Larrie Ferreiro said he was dumbfounded upon learning he was named a finalist for the Pulitzer Prize, one of the most prestigious honors given for written works.
The news came on Monday, April 10, when both the winners and finalists were announced.
“I was in the classroom preparing to teach when I got the news, said Ferreiro, an adjunct professor at George Mason University. “I just had a smile on my face, an ear-to-ear grin. But I had to teach the class with a straight face.”
He let his students know his good news after teaching the class at Georgetown University, where he also is an adjunct.
Ferreiro, who teaches in both the Volgenau School of Engineering and the College of Humanities and Social Sciences at George Mason, was named a Pulitzer finalist in History for his book, “Brothers at Arms: American Independence and the Men of France and Spain Who Saved It,” released in November 2016.
“This is an amazing accomplishment. Historians write thousands of books each year, and the Pulitzer selection committee has recognized Larrie’s book as one of the top three. … We’re proud to have Larrie as a member of our faculty,” said Brian Platt, chair of the Department of History and Art History at Mason.

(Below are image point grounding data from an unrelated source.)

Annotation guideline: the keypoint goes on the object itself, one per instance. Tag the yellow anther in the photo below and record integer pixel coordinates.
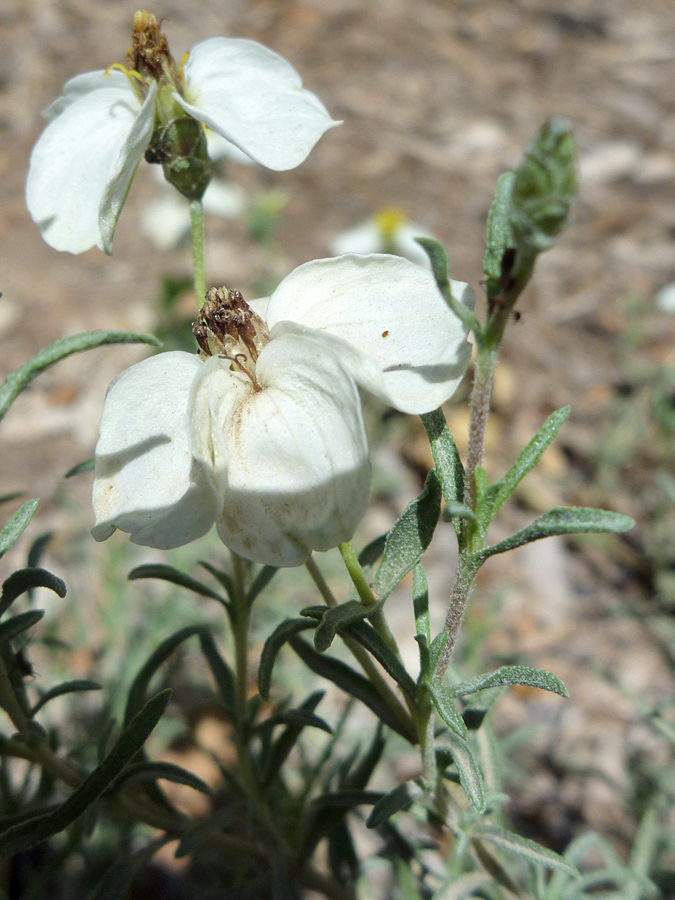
(388, 221)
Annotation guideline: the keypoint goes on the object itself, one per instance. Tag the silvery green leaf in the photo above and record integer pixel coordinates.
(21, 837)
(281, 634)
(17, 525)
(523, 847)
(20, 379)
(25, 580)
(470, 776)
(496, 494)
(562, 520)
(401, 798)
(506, 675)
(409, 537)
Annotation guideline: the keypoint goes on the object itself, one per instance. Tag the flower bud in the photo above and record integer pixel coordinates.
(181, 148)
(544, 186)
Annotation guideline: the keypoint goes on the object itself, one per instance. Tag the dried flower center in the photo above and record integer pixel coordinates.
(149, 53)
(228, 328)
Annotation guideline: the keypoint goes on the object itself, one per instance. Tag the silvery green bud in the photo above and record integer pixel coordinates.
(544, 186)
(181, 148)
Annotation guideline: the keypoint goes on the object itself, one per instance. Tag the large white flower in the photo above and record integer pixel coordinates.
(265, 437)
(82, 165)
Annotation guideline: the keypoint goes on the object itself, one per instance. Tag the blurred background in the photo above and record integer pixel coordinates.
(438, 98)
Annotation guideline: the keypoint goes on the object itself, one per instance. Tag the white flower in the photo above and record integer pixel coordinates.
(388, 231)
(265, 437)
(82, 165)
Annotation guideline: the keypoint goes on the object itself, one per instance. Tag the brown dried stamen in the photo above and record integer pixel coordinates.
(228, 328)
(149, 52)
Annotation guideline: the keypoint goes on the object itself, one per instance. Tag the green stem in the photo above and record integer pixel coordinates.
(366, 594)
(365, 660)
(197, 232)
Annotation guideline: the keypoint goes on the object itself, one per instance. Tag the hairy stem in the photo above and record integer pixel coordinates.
(365, 660)
(197, 232)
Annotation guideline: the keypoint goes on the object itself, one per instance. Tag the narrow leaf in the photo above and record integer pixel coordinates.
(21, 837)
(86, 466)
(446, 709)
(409, 538)
(562, 520)
(421, 603)
(168, 573)
(20, 379)
(153, 770)
(25, 580)
(17, 525)
(523, 847)
(338, 618)
(506, 675)
(68, 687)
(449, 466)
(501, 490)
(470, 776)
(281, 634)
(17, 624)
(375, 644)
(139, 687)
(499, 238)
(402, 797)
(221, 671)
(372, 552)
(349, 681)
(288, 738)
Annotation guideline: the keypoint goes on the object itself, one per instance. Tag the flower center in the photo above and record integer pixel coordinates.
(228, 328)
(149, 53)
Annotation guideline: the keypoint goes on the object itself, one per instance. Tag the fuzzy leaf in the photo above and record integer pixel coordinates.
(10, 628)
(68, 687)
(442, 700)
(507, 675)
(375, 644)
(139, 687)
(449, 466)
(86, 465)
(168, 573)
(20, 379)
(281, 634)
(152, 770)
(562, 520)
(17, 525)
(523, 847)
(470, 775)
(21, 837)
(298, 720)
(25, 580)
(349, 681)
(499, 238)
(409, 538)
(221, 671)
(421, 603)
(501, 490)
(402, 797)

The book explains within the international context how the United States secured its independence from Great Britain.
“America didn’t do it alone. This was a worldwide war,” Ferreiro said.
Toward the end of the American Revolution, Britain was fighting not just the United States, but five separate nations including France and Spain, and it was simply overwhelmed, he added.
“It’s an engaging, painstakingly researched book that offers a basic rethinking of a central event in our nation’s history,” Platt said.
Ferreiro decided to write about the subject after he noticed his children’s textbooks barely mentioned France’s role in aiding the United States. They didn’t mention Spain at all.
“I knew there’s a gap between what happened and what’s taught,” Ferreiro said.
As a systems engineer who has been teaching at Mason since 2011, Ferreiro said his interest in the seemingly unrelated fields of engineering and history are what helped him write the book.
“Being an engineer allows you to pull together many strands of history from those different countries,” he said. “There are a lot of threads to be pulled together to create a coherent narrative.”